Wetzel O, Katmeh S, Plougastel-Lucas M L, Bourdon J
Service d'Urologie, Centre Hospitalier Départemental Les Oudairies, La Roche-sur-Yon.
Prog Urol. 1995 Apr;5(2):221-30.
From May 1986 to May 1992, 55 patients with genitourinary prolapse were treated by total hysterectomy, sacral fixation using a prosthetic band and colposuspension. The mean age was 55.5 years (range: 38-78 years). Ten patients (18.8%) developed early postoperative complications: 2 wall haematomas, one surgical revision for haemorrhage, one case of haematemesis secondary to a duodenal ulcer, one intestinal obstruction due to dehiscence of the peritonealisation, two cases of acute urinary retention, one case of complete urinary incontinence, one septic shock and one wall abscess. Three patients (5.4%) developed late postoperative complications: intestinal obstruction secondary to a mesenteric band, one incisional hernia, and one case of pelvic pain. The mean length of hospital stay was 8.9 days (range: 7-25 days) and the mean follow-up was 36 months (range: 6-72 months). The anatomical result was excellent (complete correction of the prolapse and absence of recurrence) in 96.4% of cases. In terms of the functional results, 3 patients (5.4%) remained dysuric and 5 (9.1%) have persistent stress incontinence, either moderate (3 cases) or disabling (2 cases). Marked sphincter insufficiency was demonstrated on the urethral pressure profile in these last two cases. The combination of total hysterectomy with vaginal opening and sacral fixation using a prosthetic band prevents the risk of subsequent disease of the remaining cervix and does not appear to increase the risk of infection or the postoperative morbidity. Without advocating systematic hysterectomy in the sacral fixation technique, we nevertheless believe that it is preferable to perform total hysterectomy rather than supraisthemic hysterectomy when this procedure is indicated.

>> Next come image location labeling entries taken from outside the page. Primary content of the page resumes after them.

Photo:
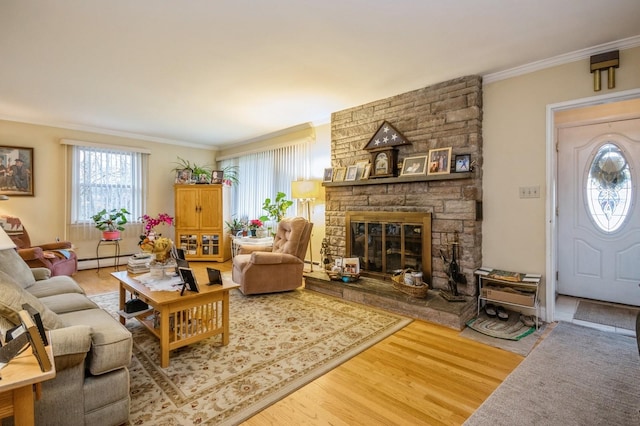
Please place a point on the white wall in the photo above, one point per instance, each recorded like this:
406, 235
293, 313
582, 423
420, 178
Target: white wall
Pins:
515, 155
44, 214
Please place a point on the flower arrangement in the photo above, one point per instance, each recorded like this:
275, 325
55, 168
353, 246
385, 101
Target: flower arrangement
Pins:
255, 224
155, 243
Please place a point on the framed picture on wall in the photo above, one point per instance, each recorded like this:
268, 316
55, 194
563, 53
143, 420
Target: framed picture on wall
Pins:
339, 173
413, 166
183, 176
328, 175
439, 161
352, 173
16, 171
217, 176
463, 163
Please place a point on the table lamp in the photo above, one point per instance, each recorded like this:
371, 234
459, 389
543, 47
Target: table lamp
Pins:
306, 191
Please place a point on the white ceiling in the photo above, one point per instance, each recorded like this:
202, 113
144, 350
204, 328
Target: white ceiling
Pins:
221, 72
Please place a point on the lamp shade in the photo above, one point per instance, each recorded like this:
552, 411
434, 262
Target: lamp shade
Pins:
305, 189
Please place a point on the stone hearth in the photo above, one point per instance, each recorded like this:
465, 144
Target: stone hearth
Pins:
382, 294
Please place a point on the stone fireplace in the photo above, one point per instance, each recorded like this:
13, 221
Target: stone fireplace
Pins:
445, 115
385, 242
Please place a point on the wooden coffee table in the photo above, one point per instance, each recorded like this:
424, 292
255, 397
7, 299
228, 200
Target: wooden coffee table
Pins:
183, 320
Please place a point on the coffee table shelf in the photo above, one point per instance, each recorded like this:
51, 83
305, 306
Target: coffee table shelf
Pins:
177, 320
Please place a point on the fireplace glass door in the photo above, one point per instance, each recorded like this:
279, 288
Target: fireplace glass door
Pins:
386, 244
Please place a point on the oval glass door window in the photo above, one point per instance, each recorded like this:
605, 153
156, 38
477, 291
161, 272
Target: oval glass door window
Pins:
608, 188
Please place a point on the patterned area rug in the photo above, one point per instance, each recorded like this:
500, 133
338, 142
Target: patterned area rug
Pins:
278, 343
512, 329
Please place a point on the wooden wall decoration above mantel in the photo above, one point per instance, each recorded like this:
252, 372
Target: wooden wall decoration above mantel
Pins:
383, 151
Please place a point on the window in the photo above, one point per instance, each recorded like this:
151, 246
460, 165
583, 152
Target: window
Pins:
608, 189
106, 178
263, 174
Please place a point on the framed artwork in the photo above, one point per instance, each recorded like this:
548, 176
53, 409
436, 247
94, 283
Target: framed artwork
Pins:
367, 171
339, 173
352, 173
203, 178
183, 176
439, 161
463, 163
16, 171
384, 163
413, 166
217, 176
328, 175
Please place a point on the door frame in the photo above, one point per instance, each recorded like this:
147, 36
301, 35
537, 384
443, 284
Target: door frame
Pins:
551, 247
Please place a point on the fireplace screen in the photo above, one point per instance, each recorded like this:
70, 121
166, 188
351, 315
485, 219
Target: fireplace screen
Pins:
388, 241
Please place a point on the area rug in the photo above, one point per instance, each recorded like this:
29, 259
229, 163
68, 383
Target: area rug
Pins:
575, 376
523, 346
512, 329
278, 343
602, 313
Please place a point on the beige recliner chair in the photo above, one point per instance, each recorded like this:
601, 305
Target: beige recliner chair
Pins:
279, 269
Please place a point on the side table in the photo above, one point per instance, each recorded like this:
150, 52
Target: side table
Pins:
115, 243
20, 386
238, 242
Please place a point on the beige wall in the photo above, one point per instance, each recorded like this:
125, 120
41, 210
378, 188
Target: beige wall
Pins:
515, 155
44, 214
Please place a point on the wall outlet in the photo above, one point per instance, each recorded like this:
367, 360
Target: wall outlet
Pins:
530, 191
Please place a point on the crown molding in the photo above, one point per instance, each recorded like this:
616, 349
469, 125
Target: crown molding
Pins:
578, 55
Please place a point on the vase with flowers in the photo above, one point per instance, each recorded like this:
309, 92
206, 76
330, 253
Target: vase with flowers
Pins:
254, 225
153, 242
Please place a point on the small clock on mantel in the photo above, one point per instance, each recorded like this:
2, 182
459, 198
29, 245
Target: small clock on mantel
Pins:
383, 151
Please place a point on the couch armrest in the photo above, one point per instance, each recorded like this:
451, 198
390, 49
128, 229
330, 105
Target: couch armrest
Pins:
248, 249
32, 253
41, 273
269, 258
60, 245
70, 345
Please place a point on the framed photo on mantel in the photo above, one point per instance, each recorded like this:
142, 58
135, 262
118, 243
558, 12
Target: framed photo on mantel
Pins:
384, 163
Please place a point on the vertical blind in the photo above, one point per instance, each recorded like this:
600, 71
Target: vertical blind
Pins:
263, 174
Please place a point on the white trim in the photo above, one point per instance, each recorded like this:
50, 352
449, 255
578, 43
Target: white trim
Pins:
551, 249
104, 145
627, 43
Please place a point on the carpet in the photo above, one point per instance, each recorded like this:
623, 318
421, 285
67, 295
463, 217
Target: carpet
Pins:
512, 329
603, 313
278, 343
575, 376
521, 347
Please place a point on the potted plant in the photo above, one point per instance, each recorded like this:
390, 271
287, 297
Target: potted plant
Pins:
277, 208
110, 222
196, 170
235, 225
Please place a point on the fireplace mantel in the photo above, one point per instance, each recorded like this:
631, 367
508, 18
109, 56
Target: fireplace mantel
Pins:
400, 179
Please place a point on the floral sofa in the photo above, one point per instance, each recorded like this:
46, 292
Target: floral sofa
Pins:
91, 349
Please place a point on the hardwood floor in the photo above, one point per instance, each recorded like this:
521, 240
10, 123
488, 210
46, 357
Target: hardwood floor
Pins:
425, 374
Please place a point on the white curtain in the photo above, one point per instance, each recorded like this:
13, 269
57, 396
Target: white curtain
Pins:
104, 178
263, 174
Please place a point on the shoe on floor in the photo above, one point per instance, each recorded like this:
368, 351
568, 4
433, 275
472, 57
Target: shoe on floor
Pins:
528, 320
490, 309
502, 313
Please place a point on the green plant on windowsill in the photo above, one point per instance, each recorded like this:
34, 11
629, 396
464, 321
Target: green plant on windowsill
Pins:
196, 170
111, 220
277, 208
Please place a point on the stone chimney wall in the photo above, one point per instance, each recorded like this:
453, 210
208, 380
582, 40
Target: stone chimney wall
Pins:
444, 115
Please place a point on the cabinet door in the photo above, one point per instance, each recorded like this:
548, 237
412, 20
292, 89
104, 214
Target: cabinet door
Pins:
187, 208
210, 207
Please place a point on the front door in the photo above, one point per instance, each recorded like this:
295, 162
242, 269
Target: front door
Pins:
599, 211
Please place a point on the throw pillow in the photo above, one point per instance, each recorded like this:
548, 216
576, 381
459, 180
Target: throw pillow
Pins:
12, 296
12, 263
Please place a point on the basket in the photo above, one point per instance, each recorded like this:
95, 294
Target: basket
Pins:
417, 291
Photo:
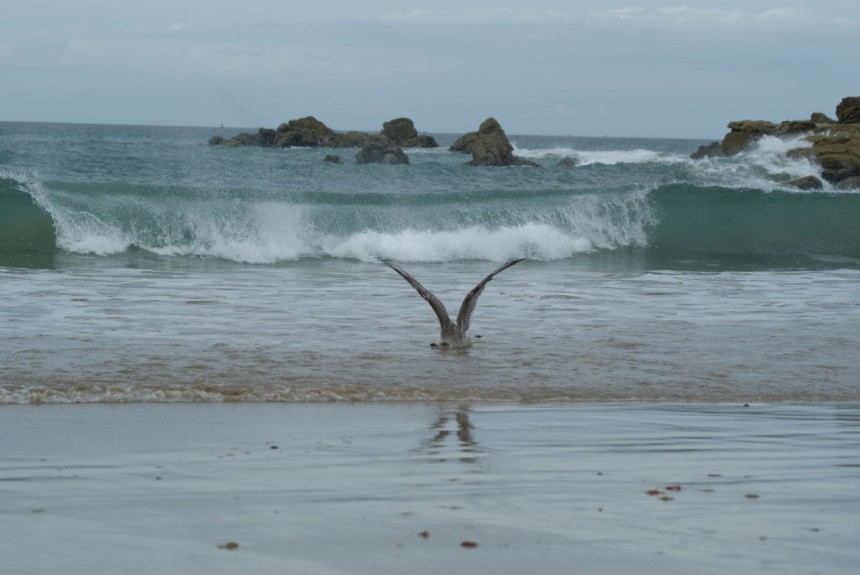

1986年5月至1992年5月,55例泌尿生殖系统脱垂患者接受了全子宫切除术、使用人工合成带的骶骨固定术和阴道悬吊术。平均年龄为55.5岁(范围:38 - 78岁)。10例患者(18.8%)出现早期术后并发症:2例盆腔血肿,1例因出血行手术修正,1例十二指肠溃疡继发呕血,1例因腹膜化裂开导致肠梗阻,2例急性尿潴留,1例完全性尿失禁,1例感染性休克和1例盆腔脓肿。3例患者(5.4%)出现晚期术后并发症:肠系膜带继发肠梗阻1例,切口疝1例,盆腔疼痛1例。平均住院时间为8.9天(范围:7 - 25天),平均随访时间为36个月(范围:6 - 72个月)。96.4%的病例解剖结果良好(脱垂完全纠正且无复发)。在功能结果方面,3例患者(5.4%)仍排尿困难,5例(9.1%)存在持续性压力性尿失禁,其中中度3例,重度2例。最后这2例患者的尿道压力曲线显示明显的括约肌功能不全。全子宫切除术联合阴道开放和使用人工合成带的骶骨固定术可预防剩余宫颈后续疾病的风险,且似乎不会增加感染风险或术后发病率。虽然不主张在骶骨固定技术中常规进行全子宫切除术,但我们仍然认为,在有指征进行该手术时,行全子宫切除术比次全子宫切除术更可取。